Il Signore ci pone davanti ad un confronto tra la logica umana e la logica del Suo amore misericordioso.

Il giudice cede alle richieste della vedova semplicemente perché le sue preghiere e suppliche si fanno insistenti, senza preoccuparsi minimamente della sua situazione e della sua persona. Il Signore Gesù, invece, ci dice che il Padre nostro che è nei cieli ha un cuore totalmente diverso.

La costanza della nostra preghiera che, molte volte debole, è premiata sempre con una grazia che sovrabbonda non perché siamo impeccabili, ma perché ci ama di un amore superiore, che si dona senza riserve.

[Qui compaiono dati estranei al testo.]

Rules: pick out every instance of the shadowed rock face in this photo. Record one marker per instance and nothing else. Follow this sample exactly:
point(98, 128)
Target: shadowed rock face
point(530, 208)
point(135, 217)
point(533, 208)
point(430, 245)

Questo conforta il nostro cuore peccabile che molte volte non dà abbastanza tempo alla preghiera e al rapporto con Lui, perché la quotidianità è un’onda implacabile che investe tutti noi. E il Signore lo sa e lo comprende dall’alto del suo cuore giusto e misericordioso.

 

La domanda che deve risuonare è la domanda finale di Gesù: abbiamo fede in Lui nel profondo del nostro cuore? Ci rivolgiamo a Lui, consapevoli che ascolta le nostre preghiere e che la sua grazia ci precede sempre?

Rimettiamo al centro il rapporto con Lui, trovando piccoli momenti di preghiera da custodire gelosamente.